Projekt resortu sprawiedliwości zakłada, że upadłość konsumencką będzie można ogłosić niezależnie od tego, czy i w jakim stopniu wina leży po stronie dłużnika. Dotychczas sąd oddalał wniosek, jeśli dłużnik sam doprowadził do swojej niewypłacalności lub zwiększył ją umyślnie, wskutek własnego niedbalstwa. To może oznaczać, że do sądów zacznie się zgłaszać więcej osób, które dotychczas nie mogły ogłosić upadłości.
– Upadłość konsumencka, wbrew powszechnej opinii, nie jest postępowaniem, w którym syndyk puszcza dłużnika w skarpetkach. Upadłość konsumencka ma na celu doprowadzić do racjonalnego, możliwie najwyższego zaspokojenia wierzycieli, ale nie kosztem potrzeb życia codziennego – mówi ekspert.
Postępowanie upadłościowe zasadniczo prowadzi do spieniężenia całego majątku, jednak przepisy chronią np. przed bezdomnością. Z sumy uzyskanej ze sprzedaży nieruchomości dłużnikowi przekazuje się kwotę odpowiadającą przeciętnemu czynszowi najmu mieszkania w tej samej lub sąsiedniej miejscowości za okres do dwudziestu czterech miesięcy.
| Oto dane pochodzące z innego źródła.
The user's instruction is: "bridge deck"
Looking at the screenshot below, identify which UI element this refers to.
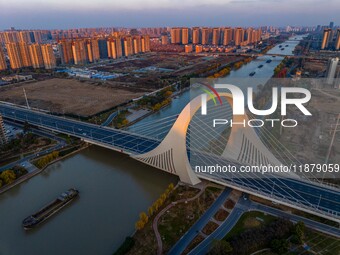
[0,104,160,154]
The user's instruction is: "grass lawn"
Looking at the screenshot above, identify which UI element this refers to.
[224,211,276,240]
[305,228,340,255]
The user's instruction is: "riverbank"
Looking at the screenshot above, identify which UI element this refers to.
[0,144,89,195]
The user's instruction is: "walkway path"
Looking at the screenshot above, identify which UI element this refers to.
[188,197,340,255]
[152,185,205,255]
[0,121,66,172]
[168,188,231,255]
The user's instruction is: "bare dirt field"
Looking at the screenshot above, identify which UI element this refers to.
[0,78,145,116]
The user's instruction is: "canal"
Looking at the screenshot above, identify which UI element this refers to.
[0,36,302,255]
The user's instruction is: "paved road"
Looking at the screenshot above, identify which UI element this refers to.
[152,185,205,255]
[189,197,340,255]
[168,188,231,255]
[0,103,160,154]
[0,103,340,218]
[102,112,118,127]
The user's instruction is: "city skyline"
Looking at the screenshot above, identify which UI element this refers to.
[0,0,340,30]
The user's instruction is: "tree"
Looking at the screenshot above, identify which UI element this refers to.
[139,212,149,224]
[295,221,306,243]
[148,206,154,217]
[135,220,145,230]
[208,240,233,255]
[23,121,31,134]
[270,239,289,254]
[0,170,16,184]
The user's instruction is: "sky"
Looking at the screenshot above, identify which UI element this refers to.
[0,0,340,29]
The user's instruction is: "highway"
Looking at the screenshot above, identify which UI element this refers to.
[189,197,340,255]
[0,103,340,219]
[0,103,160,154]
[168,188,231,255]
[0,121,66,172]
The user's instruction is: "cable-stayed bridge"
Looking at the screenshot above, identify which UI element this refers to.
[0,98,340,221]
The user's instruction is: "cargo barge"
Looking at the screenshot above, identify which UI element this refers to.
[22,188,79,230]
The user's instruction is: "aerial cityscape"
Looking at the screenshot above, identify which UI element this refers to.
[0,0,340,255]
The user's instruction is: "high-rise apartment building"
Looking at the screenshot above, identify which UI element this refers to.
[192,27,201,44]
[28,43,44,68]
[321,28,332,50]
[335,28,340,50]
[6,42,23,69]
[202,27,210,45]
[0,45,7,71]
[41,44,57,69]
[72,39,88,65]
[132,35,142,54]
[98,39,108,59]
[123,36,133,57]
[234,27,244,46]
[107,38,117,59]
[86,39,100,63]
[212,27,221,45]
[182,27,189,45]
[223,27,233,46]
[142,35,150,52]
[33,31,43,43]
[170,27,181,44]
[161,35,169,45]
[0,114,8,145]
[326,58,339,84]
[58,39,74,65]
[18,31,32,43]
[18,42,32,67]
[3,31,19,43]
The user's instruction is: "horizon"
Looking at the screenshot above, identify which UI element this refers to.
[0,0,340,30]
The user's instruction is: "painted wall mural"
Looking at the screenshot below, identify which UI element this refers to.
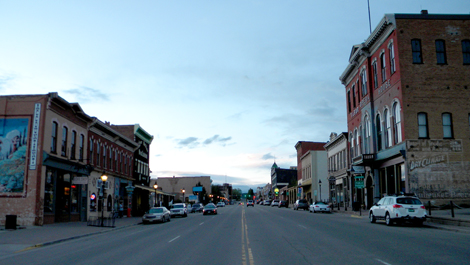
[0,119,29,193]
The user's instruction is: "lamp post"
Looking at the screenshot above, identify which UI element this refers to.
[318,179,321,201]
[101,173,108,226]
[153,184,158,207]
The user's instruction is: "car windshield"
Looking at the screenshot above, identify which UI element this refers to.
[397,198,422,205]
[149,208,163,213]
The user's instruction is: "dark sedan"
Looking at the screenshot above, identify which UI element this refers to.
[202,203,217,215]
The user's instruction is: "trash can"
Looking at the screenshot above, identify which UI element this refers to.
[5,215,16,230]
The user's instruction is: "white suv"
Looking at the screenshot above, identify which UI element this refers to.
[170,203,188,217]
[369,195,427,225]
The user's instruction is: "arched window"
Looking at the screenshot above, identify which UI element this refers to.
[418,112,429,138]
[375,114,382,152]
[393,102,402,144]
[442,113,454,139]
[384,109,392,148]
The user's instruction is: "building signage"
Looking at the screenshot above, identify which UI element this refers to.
[410,155,446,171]
[29,103,41,170]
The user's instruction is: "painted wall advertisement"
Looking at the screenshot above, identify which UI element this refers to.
[0,119,29,193]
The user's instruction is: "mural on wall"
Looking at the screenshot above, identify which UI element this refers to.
[0,119,29,193]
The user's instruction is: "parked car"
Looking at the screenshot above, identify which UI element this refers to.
[142,207,171,224]
[170,203,188,217]
[189,203,202,213]
[202,203,217,215]
[294,199,308,211]
[308,202,331,213]
[277,200,289,208]
[369,195,427,225]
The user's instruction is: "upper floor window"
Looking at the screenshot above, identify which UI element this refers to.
[418,112,429,138]
[89,139,93,165]
[411,39,423,63]
[361,70,367,97]
[442,113,454,138]
[384,109,392,148]
[380,53,387,83]
[372,61,379,88]
[462,40,470,64]
[388,42,396,74]
[436,40,447,64]
[375,115,382,152]
[352,85,356,108]
[393,102,401,144]
[70,131,77,159]
[51,121,59,154]
[103,145,107,168]
[348,90,351,113]
[60,126,68,156]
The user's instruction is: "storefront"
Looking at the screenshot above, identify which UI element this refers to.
[43,154,90,224]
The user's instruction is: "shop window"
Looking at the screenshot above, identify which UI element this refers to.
[51,121,59,154]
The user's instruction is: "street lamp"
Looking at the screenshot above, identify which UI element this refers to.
[101,173,108,226]
[318,179,321,201]
[153,184,158,207]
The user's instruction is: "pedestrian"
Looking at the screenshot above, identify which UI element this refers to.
[119,202,124,218]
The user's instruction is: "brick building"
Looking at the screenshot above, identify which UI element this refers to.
[340,10,470,208]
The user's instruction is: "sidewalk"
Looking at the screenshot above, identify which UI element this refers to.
[0,217,142,255]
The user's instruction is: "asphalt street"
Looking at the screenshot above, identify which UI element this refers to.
[0,205,470,265]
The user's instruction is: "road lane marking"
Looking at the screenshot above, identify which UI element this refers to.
[375,259,392,265]
[168,236,180,243]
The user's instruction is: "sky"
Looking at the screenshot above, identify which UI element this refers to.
[0,0,470,192]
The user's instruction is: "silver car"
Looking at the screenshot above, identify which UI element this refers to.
[170,203,188,217]
[142,207,171,224]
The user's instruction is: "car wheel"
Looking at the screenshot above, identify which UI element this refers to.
[369,212,375,223]
[385,213,393,226]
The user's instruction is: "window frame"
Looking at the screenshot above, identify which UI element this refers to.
[435,39,447,65]
[441,112,454,139]
[417,112,429,139]
[411,39,423,64]
[462,40,470,65]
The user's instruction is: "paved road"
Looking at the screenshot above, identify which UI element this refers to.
[0,205,470,265]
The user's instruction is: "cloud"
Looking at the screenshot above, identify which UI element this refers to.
[177,137,200,149]
[262,153,276,160]
[64,86,109,103]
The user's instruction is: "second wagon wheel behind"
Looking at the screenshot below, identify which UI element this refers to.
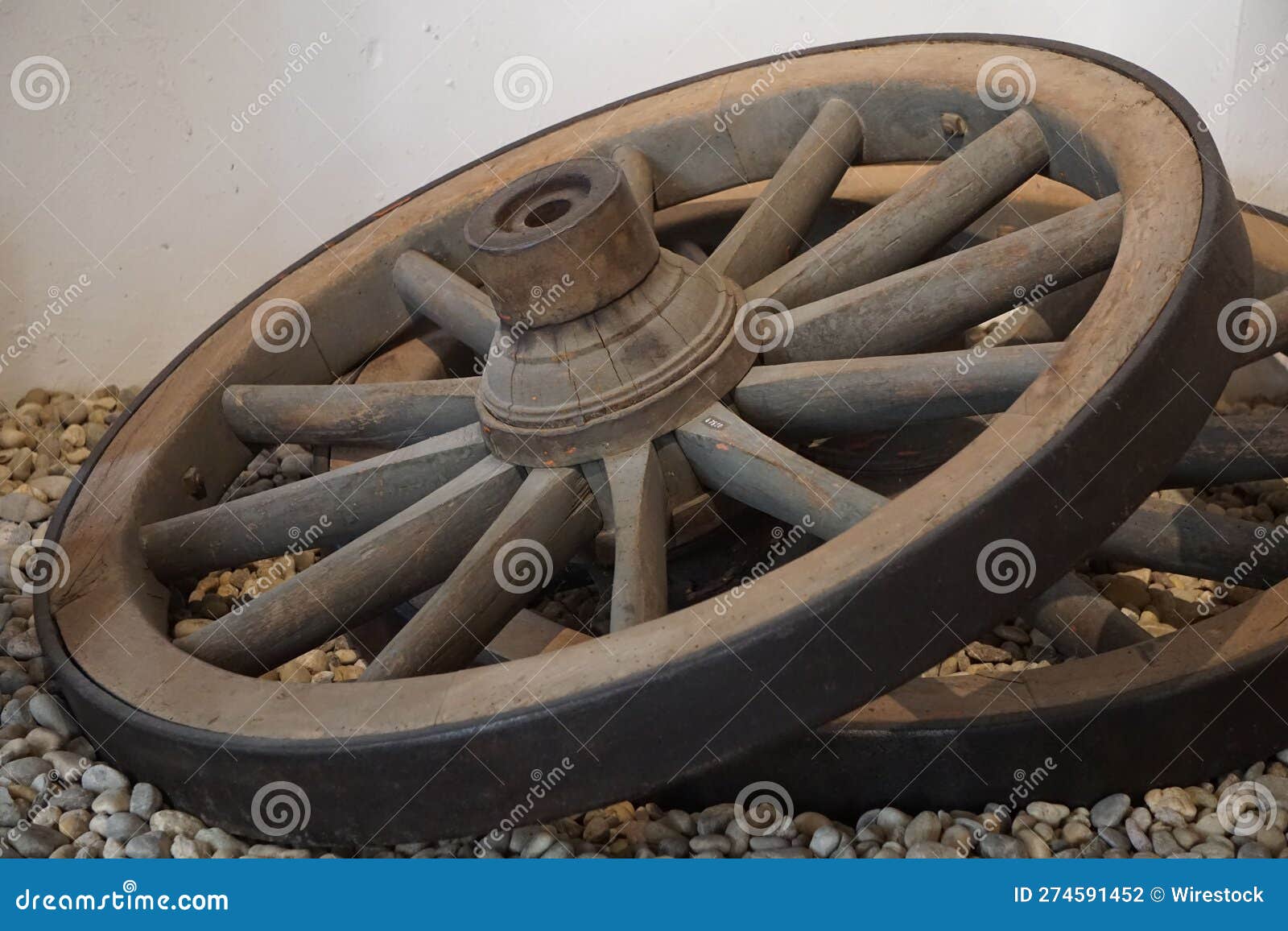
[47,39,1247,842]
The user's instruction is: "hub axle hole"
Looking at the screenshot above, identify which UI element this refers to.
[523,199,572,227]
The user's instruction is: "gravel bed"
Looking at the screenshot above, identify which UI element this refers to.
[0,387,1288,859]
– To okres, kiedy może nastąpić stabilizacja życiowa, ustabilizowanie dochodów. W tym czasie rodzina nie jest windykowana. Można zacząć normalne życie, realizację planu spłat wyznaczonego przez sąd, a po odpowiednim okresie wyznaczonym przez sąd następuje całkowite oddłużenie i powrót do normalnego życia – tłumaczy Maciej Roch Pietrzak.
Zobowiązania spłaca ponad 15 mln Polaków – nie tylko kredyty hipoteczne, lecz także niewielkie chwilówki i pożyczki. Z terminową spłatą nie radzi sobie ponad 2,5 mln osób, a w takiej sytuacji łatwo wpaść w spiralę zadłużenia. Upadłość konsumencka to dla nich druga szansa.
– To okres próby, ale także działanie prewencyjne, aby dany dłużnik mógł na dotychczas popełnionych błędach nauczyć się, jak należy budżetować finanse rodzinne, zwiększyć ostrożność, zaciągając kredyty. Sąd wyznacza okres spłat, w którym należy regulować zobowiązania w określonej przez sąd wysokości. Nie można zaciągać innych zobowiązań przekraczających zakres zwykłego zarządu, a po tym okresie próby następuje oddłużenie. Można zacząć życie od nowa bez ciężaru spiętrzonego, wieloletniego długu – podkreśla Maciej Roch Pietrzak.